If there is no preceding return in LBR, the call stack should be empty since the call stack trace truncation happens at external calling B point. The leftover traces will be treated without a calling context.

wenlei accepted this revision.Jun 21 2021, 11:07 PM

lgtm, thanks.

llvm/tools/llvm-profgen/PerfReader.cpp
464

ok, forgot about the truncation, A->external->B will never exist for calling context.

This revision is now accepted and ready to land.Jun 21 2021, 11:07 PM
wmi added inline comments.Jun 22 2021, 8:49 AM
llvm/tools/llvm-profgen/PerfReader.cpp
464

Didn't follow the related change closely so I have some basic questions.

When we need artificial branch?

In which case the truncation will happen?

464
hoy added inline comments.Jun 22 2021, 9:24 AM
llvm/tools/llvm-profgen/PerfReader.cpp
464

An artificial branch is used to model a round-trip transition from user code to runtime and back. For example, for a LBR trace like [C, D] [E, F] [ext, B] [ext, ext] .... , [A, ext], [M,N], [P,Q], an artificial branch [A, B] is created to connect the trace before and after the user/external transition, so that the original LBR trace is made use of maximally.

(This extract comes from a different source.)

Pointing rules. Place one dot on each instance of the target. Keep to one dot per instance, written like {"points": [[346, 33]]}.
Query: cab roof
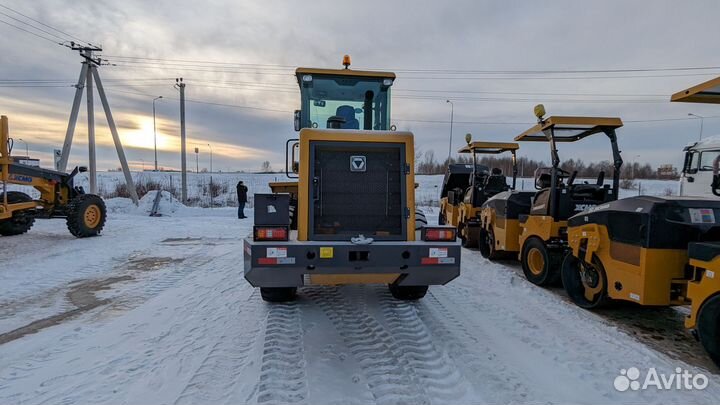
{"points": [[343, 72], [707, 92], [569, 129], [489, 147]]}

Here by truncation I mean the callstack trace truncation. A hybrid trace may look like

	          40057d
	          4005b9
	    7f67469af555
                  400579

0x40059f/0x400553/P/-/-/0 0x40059f/0x400553/P/-/-/0 0x40059f/0x400553/P/-/-/0 0x7f67469af555/0x4005b98/P/-/-/0 0x400578/0x7f67469af530/P/-/-/0 0x40099f/0x400588/P/-/-/0

Note that the return address (0x7f67469af555) sitting in the middle of the call stack indicates an external call back to user code. The callstack will be truncated to just the upper two entries since there isn't a good way to use a calling context with external code in the compiler. However, we don't truncate the LBR traces at the point of external calls. We'd like to fully use the trace before and after the transition, thought they may only be under a partial calling context.

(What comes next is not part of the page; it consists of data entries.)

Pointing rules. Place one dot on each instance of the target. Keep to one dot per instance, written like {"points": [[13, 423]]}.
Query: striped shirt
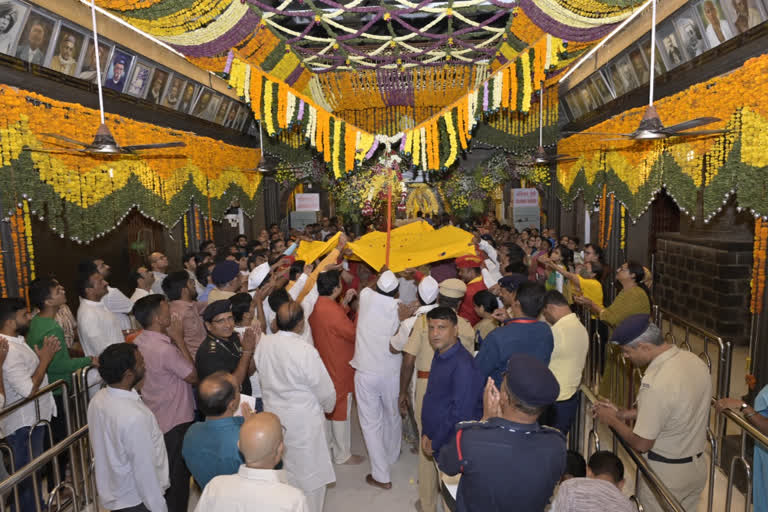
{"points": [[590, 495]]}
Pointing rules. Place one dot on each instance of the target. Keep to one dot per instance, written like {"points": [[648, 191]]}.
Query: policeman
{"points": [[672, 412], [507, 460], [222, 348]]}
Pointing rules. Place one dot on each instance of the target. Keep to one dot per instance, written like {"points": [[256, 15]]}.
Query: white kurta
{"points": [[252, 490], [377, 381], [297, 388], [98, 327]]}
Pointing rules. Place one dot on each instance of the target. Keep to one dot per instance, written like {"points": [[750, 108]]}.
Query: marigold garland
{"points": [[757, 284]]}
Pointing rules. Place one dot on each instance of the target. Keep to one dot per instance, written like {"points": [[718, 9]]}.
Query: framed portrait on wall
{"points": [[600, 88], [717, 29], [188, 97], [621, 76], [645, 47], [12, 17], [35, 38], [139, 82], [744, 14], [669, 45], [639, 65], [66, 51], [221, 112], [174, 92], [691, 34], [88, 65], [157, 88], [119, 67]]}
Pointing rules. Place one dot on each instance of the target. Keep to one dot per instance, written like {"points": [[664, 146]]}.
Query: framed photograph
{"points": [[229, 122], [88, 66], [119, 67], [600, 89], [221, 112], [691, 34], [173, 95], [12, 17], [639, 65], [157, 87], [242, 117], [716, 29], [35, 38], [205, 106], [139, 82], [669, 45], [645, 46], [66, 51], [188, 97], [622, 76], [744, 14], [574, 104]]}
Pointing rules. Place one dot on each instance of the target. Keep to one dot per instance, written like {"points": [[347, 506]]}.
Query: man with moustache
{"points": [[131, 463], [33, 50]]}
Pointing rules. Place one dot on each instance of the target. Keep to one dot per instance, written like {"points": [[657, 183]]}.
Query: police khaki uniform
{"points": [[419, 347], [673, 411]]}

hoy retitled this revision from [CSSPGO][llvm-profgen] Handle reurn to external transition. to [CSSPGO][llvm-profgen] Handle return to external transition..Jun 22 2021, 9:24 AM
wmi added inline comments.Jun 22 2021, 12:08 PM
llvm/tools/llvm-profgen/PerfReader.cpp
464

Thanks for the detailed explanation.

For artificial branch, sounds like you drop the parts belonging to external. I can understand for the branch records which are not calls/rets, it is ok to drop them since it is unrelated to the current binary. But if the branch records are calls/rets, they may correlate with the frames in the unwinding stack. I guess that is why you also have callstack trace truncation.

What if we keep all the calls/rets related branch records no matter they are ingoing/outgoing/external and keep all the frames in the callstack, can we match them and get the correct context easier?

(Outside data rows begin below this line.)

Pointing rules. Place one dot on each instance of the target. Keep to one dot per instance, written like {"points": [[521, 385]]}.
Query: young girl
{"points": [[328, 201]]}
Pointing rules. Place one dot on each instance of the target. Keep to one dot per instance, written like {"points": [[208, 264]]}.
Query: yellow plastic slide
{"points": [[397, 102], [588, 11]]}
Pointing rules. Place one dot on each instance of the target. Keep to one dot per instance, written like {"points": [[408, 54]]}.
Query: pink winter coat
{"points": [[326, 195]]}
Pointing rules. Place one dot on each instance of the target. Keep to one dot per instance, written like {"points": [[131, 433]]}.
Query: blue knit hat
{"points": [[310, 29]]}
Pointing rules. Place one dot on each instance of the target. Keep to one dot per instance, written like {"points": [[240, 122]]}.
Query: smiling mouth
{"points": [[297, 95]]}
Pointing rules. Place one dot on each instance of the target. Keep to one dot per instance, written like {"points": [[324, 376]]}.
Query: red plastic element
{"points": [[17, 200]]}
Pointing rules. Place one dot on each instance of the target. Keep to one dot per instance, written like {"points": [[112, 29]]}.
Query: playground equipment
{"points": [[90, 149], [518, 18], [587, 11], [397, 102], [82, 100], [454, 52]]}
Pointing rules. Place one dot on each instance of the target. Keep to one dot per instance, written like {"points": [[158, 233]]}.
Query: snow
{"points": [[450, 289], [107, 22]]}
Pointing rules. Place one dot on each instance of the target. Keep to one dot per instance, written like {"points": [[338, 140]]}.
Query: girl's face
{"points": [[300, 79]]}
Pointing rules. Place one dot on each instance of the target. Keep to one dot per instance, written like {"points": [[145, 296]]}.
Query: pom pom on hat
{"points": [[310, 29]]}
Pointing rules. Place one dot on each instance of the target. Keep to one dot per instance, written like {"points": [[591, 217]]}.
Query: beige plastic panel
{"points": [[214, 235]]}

wenlei added inline comments.Jun 22 2021, 12:17 PM
llvm/tools/llvm-profgen/PerfReader.cpp
464

External code may have frame pointer omitted, and stack sample from external code can be inaccurate. Additionally, we can't really leverage external frames in the context in the compiler for inlining.

wmi accepted this revision.Jun 22 2021, 2:33 PM
wmi added inline comments.
llvm/tools/llvm-profgen/PerfReader.cpp
464

I see. Thanks for explaining it.

This revision was landed with ongoing or failed builds.Jun 22 2021, 4:25 PM
This revision was automatically updated to reflect the committed changes.